Text-to-Speech VITS#

VITS, End-to-End.

This tutorial is available as an IPython notebook at malaya-speech/example/tts-vits.

This module is not language independent, so it not save to use on different languages. Pretrained models trained on hyperlocal languages.

This is an application of malaya-speech Pipeline, read more about malaya-speech Pipeline at malaya-speech/example/pipeline.

Required PyTorch >= 1.10.

[1]:
import os

os.environ['CUDA_VISIBLE_DEVICES'] = ''
[2]:
import malaya_speech
import numpy as np
from malaya_speech import Pipeline
import matplotlib.pyplot as plt
import IPython.display as ipd

VITS description#

  1. Malaya-speech VITS generate End-to-End, from text input into waveforms with 22050 sample rate.

  2. No length limit, but to get better results, split the text.

List available VITS#

[3]:
malaya_speech.tts.available_vits()
[3]:
Size (MB) Understand punctuation Is lowercase
mesolitica/VITS-osman 145 True False
mesolitica/VITS-yasmin 145 True False
mesolitica/VITS-female-singlish 145 True True
mesolitica/VITS-haqkiem 145 True True

Load VITS model#

Fastspeech2 use text normalizer from Malaya, https://malaya.readthedocs.io/en/latest/load-normalizer.html#Load-normalizer,

Make sure you install Malaya version > 4.0 to make it works, to get better speech synthesis, make sure Malaya version > 4.9.1,

pip install malaya -U
def vits(model: str = 'mesolitica/VITS-osman', **kwargs):
    """
    Load VITS End-to-End TTS model.

    Parameters
    ----------
    model : str, optional (default='male')
        Model architecture supported.

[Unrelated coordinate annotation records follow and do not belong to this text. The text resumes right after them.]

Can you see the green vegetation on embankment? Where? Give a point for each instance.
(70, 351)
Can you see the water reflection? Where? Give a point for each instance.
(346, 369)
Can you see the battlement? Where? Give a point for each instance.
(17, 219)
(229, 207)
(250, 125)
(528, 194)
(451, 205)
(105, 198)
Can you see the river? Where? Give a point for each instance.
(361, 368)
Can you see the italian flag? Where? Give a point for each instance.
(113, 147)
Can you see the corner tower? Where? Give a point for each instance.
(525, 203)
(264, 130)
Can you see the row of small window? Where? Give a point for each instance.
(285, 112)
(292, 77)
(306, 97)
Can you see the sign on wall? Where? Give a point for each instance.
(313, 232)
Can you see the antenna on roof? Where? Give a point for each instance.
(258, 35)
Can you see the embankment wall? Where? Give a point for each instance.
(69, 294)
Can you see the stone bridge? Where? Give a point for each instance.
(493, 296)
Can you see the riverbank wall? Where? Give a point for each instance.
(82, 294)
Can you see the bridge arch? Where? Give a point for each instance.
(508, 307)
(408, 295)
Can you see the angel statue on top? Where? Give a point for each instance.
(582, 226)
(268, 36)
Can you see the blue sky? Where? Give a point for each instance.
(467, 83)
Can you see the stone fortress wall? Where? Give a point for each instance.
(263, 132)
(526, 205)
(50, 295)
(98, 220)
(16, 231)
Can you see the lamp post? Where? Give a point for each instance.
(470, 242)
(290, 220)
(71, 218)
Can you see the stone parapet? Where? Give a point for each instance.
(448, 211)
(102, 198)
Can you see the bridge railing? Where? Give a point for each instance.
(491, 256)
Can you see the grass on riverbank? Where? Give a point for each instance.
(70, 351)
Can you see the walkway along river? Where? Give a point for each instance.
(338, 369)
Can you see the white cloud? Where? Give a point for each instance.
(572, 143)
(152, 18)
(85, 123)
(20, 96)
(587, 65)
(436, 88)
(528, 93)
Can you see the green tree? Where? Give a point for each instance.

Allowed values:

        * ``'mesolitica/VITS-osman'`` - VITS trained on male Osman voice.
        * ``'mesolitica/VITS-yasmin'`` - VITS trained on female Yasmin voice.
        * ``'mesolitica/VITS-female-singlish'`` - VITS trained on female singlish voice.
        * ``'mesolitica/VITS-haqkiem'`` - VITS trained on haqkiem voice.

    Returns
    -------
    result : malaya_speech.torch_model.synthesis.VITS class
    """
[6]:
osman = malaya_speech.tts.vits(model = 'mesolitica/VITS-osman')
[8]:
# https://www.sinarharian.com.my/article/115216/BERITA/Politik/Syed-Saddiq-pertahan-Dr-Mahathir
string1 = 'Syed Saddiq berkata, mereka seharusnya mengingati bahawa semasa menjadi Perdana Menteri Pakatan Harapan'

Predict#

def predict(
    self,
    string,
    temperature: float = 0.6666,
    temperature_durator: float = 0.6666,
    length_ratio: float = 1.0,
    **kwargs,
):
    """
    Change string to waveform.

    Parameters
    ----------
    string: str
    temperature: float, optional (default=0.6666)
        Decoder model trying to decode with encoder(text) + random.normal() * temperature.
    temperature_durator: float, optional (default=0.6666)
        Durator trying to predict alignment with random.normal() * temperature_durator.
    length_ratio: float, optional (default=1.0)
        Increase this variable will increase time voice generated.

    Returns
    -------
    result: Dict[string, ids, alignment, y]
    """

It only able to predict 1 text for single feed-forward.

[10]:
r_osman = osman.predict(string1)
r_osman.keys()
[10]:
dict_keys(['string', 'ids', 'alignment', 'y'])
[12]:
fig = plt.figure(figsize=(8, 6))
ax = fig.add_subplot(111)
ax.set_title('Alignment steps')
im = ax.imshow(
    r_osman['alignment'],
    aspect='auto',
    origin='lower',
    interpolation='none')
fig.colorbar(im, ax=ax)
xlabel = 'Decoder timestep'
plt.xlabel(xlabel)
plt.ylabel('Encoder timestep')
plt.tight_layout()
plt.show()
_images/tts-vits_16_0.png
[13]:
ipd.Audio(r_osman['y'], rate = 22050)
[13]:
[14]:
string2 = 'Haqkiem adalah pelajar tahun akhir yang mengambil Ijazah Sarjana Muda Sains Komputer Kecerdasan Buatan utama dari Universiti Teknikal Malaysia Melaka (UTeM) yang kini berusaha untuk latihan industri di mana dia secara praktikal dapat menerapkan pengetahuannya dalam Perisikan Perisian dan Pengaturcaraan ke arah organisasi atau industri yang berkaitan.'
[15]:
r_osman = osman.predict(string2)
r_osman.keys()
[15]:
dict_keys(['string', 'ids', 'alignment', 'y'])
[16]:
fig = plt.figure(figsize=(8, 6))
ax = fig.add_subplot(111)
ax.set_title('Alignment steps')
im = ax.imshow(
    r_osman['alignment'],
    aspect='auto',
    origin='lower',
    interpolation='none')
fig.colorbar(im, ax=ax)
xlabel = 'Decoder timestep'
plt.xlabel(xlabel)
plt.ylabel('Encoder timestep')
plt.tight_layout()
plt.show()
_images/tts-vits_20_0.png
[17]:
ipd.Audio(r_osman['y'], rate = 22050)
[17]: